The Defendants next argued that, even though an ocean carrier may fall within the Carmack Amendment, when that carrier provides only one bill of lading covering the entire trip (over-sea and over-land), and thereby elects to contractually extend COGSA to the inland portion of the trip, the Carmack Amendment does not apply. No less than four circuits (the Seventh, Sixth, Fourth and Eleventh) support this view. “Despite this weight of authority,” the Ninth Circuit held, “our own precedent expressly forecloses” this argument. The Ninth Circuit, like the Second Circuit, has long held the view that “the language of Carmack encompasses the inland leg of an overseas shipment conducted under a single ‘through’ bill of lading.”

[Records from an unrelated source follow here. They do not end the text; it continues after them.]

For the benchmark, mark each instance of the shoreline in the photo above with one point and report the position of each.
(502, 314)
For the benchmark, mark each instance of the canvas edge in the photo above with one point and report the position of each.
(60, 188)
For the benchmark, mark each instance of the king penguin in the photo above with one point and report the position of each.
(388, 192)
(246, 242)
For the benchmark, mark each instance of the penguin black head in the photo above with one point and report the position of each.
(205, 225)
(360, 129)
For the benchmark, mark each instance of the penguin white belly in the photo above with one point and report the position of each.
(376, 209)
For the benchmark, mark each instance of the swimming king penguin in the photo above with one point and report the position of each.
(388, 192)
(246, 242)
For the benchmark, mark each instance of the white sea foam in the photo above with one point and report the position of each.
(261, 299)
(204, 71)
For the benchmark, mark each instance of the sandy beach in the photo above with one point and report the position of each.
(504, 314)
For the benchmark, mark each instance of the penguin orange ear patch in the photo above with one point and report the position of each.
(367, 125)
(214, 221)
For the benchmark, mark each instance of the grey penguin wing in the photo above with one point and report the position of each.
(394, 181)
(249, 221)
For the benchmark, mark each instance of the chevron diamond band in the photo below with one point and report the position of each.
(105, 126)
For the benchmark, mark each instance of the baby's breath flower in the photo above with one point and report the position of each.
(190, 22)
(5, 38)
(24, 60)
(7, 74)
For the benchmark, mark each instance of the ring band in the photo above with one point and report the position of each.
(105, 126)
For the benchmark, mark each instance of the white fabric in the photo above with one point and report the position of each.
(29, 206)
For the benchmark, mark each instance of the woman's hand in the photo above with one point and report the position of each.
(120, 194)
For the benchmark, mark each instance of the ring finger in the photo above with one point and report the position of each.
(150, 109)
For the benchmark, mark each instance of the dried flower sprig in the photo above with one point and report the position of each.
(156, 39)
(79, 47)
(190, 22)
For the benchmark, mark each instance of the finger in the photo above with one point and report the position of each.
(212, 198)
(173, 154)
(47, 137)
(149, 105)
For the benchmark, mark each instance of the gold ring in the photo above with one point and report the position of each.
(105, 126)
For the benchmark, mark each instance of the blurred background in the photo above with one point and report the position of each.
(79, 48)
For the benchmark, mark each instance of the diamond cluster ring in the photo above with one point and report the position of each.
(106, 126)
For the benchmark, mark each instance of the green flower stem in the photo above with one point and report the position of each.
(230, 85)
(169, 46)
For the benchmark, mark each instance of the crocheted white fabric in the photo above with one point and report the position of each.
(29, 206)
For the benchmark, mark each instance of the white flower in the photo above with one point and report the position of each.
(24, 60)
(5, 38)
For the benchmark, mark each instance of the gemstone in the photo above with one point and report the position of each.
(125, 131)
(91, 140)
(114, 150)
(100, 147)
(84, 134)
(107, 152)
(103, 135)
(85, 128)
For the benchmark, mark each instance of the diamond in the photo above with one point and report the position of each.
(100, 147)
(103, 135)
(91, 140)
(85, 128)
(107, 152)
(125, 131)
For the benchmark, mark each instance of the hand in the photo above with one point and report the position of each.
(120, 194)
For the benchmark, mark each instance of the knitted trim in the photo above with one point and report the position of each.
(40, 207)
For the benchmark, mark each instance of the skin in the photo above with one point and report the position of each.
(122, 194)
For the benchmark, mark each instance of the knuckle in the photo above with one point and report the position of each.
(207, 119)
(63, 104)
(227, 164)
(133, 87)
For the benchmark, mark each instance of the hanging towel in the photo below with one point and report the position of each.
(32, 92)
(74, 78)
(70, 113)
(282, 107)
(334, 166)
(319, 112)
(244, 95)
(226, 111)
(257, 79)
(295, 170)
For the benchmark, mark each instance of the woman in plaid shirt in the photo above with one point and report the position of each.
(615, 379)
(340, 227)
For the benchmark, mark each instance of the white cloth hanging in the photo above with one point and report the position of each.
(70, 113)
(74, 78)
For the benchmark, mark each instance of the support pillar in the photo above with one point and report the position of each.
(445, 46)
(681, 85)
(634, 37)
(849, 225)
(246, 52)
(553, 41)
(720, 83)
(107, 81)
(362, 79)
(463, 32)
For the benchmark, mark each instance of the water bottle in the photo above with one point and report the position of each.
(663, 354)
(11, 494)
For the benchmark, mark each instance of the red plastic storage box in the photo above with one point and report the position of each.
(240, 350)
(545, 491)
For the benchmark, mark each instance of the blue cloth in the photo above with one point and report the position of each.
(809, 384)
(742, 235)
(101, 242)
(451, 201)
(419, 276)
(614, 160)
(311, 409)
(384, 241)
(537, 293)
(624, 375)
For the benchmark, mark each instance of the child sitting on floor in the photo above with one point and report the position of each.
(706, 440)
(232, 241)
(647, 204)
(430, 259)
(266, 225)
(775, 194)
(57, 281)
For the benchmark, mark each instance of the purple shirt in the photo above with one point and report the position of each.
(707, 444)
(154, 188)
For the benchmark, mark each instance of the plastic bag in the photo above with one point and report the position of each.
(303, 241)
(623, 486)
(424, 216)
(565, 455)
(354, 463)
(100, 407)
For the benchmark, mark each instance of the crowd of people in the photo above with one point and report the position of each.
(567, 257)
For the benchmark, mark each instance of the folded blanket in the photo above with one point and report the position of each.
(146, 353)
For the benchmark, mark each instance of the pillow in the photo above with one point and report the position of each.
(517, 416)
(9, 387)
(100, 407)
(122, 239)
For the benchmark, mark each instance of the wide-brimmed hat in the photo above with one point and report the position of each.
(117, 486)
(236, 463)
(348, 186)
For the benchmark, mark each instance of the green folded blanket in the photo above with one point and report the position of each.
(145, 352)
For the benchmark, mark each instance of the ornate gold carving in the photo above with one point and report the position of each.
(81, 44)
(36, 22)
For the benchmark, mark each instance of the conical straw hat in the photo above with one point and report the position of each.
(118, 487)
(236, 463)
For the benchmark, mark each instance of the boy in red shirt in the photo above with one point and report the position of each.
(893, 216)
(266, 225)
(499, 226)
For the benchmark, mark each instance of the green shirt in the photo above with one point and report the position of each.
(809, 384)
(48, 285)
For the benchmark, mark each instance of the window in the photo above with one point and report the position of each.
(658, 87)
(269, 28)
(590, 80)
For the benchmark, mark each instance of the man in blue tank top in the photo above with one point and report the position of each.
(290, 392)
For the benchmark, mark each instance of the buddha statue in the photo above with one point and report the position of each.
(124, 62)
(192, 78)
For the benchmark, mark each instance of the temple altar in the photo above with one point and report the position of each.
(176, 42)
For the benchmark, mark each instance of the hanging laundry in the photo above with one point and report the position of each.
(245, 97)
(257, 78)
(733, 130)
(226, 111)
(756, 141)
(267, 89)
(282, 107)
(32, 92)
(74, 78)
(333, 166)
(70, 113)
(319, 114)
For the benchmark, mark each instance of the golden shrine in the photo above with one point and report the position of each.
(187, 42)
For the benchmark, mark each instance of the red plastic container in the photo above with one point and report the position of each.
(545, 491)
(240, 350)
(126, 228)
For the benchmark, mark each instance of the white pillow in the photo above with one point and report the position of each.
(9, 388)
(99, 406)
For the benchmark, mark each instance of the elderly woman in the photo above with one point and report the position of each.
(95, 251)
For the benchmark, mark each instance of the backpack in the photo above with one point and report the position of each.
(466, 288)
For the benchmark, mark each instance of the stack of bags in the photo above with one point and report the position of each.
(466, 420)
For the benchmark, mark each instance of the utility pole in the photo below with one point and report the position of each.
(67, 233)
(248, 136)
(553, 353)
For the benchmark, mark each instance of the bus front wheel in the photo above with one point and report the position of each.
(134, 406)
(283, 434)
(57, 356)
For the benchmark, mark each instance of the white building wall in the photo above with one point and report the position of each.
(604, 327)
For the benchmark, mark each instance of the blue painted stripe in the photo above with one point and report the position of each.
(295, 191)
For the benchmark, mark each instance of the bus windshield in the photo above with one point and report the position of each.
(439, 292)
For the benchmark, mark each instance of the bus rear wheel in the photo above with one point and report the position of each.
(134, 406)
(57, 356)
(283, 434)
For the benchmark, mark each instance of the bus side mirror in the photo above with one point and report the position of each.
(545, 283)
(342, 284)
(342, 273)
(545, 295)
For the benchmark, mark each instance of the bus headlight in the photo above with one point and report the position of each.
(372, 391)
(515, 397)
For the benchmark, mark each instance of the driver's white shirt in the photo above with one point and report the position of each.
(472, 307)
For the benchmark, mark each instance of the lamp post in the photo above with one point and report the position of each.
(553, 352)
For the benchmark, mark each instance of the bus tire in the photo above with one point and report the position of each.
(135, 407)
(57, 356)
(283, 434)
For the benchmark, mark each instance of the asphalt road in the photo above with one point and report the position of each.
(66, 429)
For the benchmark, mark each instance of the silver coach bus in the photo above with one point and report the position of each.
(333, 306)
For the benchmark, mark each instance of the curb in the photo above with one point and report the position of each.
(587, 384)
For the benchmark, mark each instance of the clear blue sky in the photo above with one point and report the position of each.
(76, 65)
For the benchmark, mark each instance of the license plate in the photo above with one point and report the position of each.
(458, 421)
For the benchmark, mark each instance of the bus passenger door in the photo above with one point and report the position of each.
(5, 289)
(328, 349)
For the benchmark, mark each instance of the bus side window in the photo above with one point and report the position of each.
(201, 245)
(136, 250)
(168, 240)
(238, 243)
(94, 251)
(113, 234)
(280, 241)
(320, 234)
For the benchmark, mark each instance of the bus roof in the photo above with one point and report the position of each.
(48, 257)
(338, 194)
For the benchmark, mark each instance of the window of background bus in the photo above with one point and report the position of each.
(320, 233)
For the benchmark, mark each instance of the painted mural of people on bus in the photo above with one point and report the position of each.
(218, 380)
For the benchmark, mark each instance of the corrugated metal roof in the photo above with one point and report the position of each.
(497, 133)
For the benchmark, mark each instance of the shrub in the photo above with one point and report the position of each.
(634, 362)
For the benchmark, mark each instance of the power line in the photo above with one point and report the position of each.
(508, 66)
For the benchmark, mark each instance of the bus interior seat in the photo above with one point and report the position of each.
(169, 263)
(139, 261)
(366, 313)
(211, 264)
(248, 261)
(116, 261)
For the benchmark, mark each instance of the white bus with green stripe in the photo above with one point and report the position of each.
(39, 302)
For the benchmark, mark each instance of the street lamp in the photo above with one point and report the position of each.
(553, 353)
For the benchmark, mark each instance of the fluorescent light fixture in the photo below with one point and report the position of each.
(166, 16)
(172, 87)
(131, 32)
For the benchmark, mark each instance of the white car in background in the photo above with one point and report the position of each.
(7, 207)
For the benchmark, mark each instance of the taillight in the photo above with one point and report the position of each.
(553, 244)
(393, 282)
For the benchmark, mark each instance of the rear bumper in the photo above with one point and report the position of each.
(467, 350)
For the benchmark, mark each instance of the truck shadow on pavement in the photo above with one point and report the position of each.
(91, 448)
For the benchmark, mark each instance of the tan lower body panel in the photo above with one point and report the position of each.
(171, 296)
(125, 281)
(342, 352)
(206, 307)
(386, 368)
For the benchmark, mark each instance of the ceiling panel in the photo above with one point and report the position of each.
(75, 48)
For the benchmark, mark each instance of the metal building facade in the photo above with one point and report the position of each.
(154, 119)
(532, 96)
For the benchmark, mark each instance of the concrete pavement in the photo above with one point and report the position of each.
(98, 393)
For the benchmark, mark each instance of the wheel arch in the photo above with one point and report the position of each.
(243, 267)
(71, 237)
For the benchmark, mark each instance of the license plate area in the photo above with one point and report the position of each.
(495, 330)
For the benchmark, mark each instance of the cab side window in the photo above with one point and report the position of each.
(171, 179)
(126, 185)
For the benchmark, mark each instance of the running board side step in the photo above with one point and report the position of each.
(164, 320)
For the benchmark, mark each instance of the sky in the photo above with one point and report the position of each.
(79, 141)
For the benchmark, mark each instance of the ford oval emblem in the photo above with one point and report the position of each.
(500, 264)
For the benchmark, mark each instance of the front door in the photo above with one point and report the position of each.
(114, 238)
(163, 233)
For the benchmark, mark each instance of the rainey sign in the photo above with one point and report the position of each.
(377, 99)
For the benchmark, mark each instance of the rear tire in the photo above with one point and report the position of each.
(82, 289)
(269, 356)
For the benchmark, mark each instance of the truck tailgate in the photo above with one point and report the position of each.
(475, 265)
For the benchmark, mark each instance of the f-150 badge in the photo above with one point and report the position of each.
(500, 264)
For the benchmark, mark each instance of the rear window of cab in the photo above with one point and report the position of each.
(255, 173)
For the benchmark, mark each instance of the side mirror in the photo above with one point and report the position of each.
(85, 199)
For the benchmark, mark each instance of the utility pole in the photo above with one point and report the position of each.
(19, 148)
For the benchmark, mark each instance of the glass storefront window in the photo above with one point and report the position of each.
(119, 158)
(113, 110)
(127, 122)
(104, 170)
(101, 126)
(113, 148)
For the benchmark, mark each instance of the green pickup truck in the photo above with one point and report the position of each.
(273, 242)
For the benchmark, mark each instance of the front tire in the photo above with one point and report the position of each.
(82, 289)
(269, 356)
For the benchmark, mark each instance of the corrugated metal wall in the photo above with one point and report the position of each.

The discord in this area is especially troubling in light of recent Supreme Court jurisprudence. The Court has held—and the Ninth Circuit even acknowledged—that contractual autonomy, efficiency and uniformity of maritime liability rules weigh in favor of extending COGSA inland when a single bill of lading takes goods from overseas to inland destinations. Indeed, “confusion and inefficiency will inevitably result if more than one body of law governs a given contract’s meaning,” and the Supreme Court has suggested that where this is the case, “the apparent purpose of COGSA” is defeated. Norfolk S. Ry. Co. v. Kirby, 543 U.S. 14, 29 (2004). Still, in the Ninth Circuit, “the policy of uniformity in maritime shipping, however compelling, must give way to controlling statutes and precedent.”